The SEC claims the representations made in the financial statements were false because VWB’s results contained numerous departures from GAAP that “materially overstated” the company’s revenues and understated its net losses. In addition, contrary to Stumacher’s audit reports, his audits were not conducted in accordance with GAAS because he failed to comply with professional standards related to field work and general standards in the performance of his audits.

In a related administrative and cease-and-desist proceeding, the commission also issued a settled order against Stumacher finding that he engaged in improper professional conduct and violated certain securities rules. According to the settlement documents, he was suspended from practicing before the SEC and required to cease and desist from committing or causing any further violations of the provisions charged.
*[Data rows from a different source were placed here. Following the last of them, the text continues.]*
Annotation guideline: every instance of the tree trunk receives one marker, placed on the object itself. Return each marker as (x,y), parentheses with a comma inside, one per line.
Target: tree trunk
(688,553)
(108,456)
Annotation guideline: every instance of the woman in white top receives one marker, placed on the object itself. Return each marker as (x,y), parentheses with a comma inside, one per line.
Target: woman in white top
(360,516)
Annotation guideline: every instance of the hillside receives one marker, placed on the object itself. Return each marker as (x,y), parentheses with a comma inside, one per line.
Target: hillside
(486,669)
Furthermore, in a related civil action, the SEC charged VWB and two other individuals with accounting fraud related to the company’s annual and quarterly filings and the issuance of false and misleading press releases. The two individuals are former CEO and principal financial and accounting officer Vernon Jeffrey Harrell and VWB’s largest shareholder, David J. Aubel.

Harrell and Aubel could not be reached for comment.

According to the commission’s complaint, from at least April 2003 to November 2005, VWB — at the direction of its then sole officer and director, Harrell — purportedly filed annual and quarterly reports with the commission that, among other things, materially overstated its revenues, improperly accounted for a failed acquisition, and understated its net losses.

Harrell maintained VWB’s books and records, created its financial statements, and certified the company’s annual reports for 2002 and 2003, as well as its quarterly reports for 2002 to 2004, which he knew, or was severely reckless in not knowing, contained material misstatements and omissions.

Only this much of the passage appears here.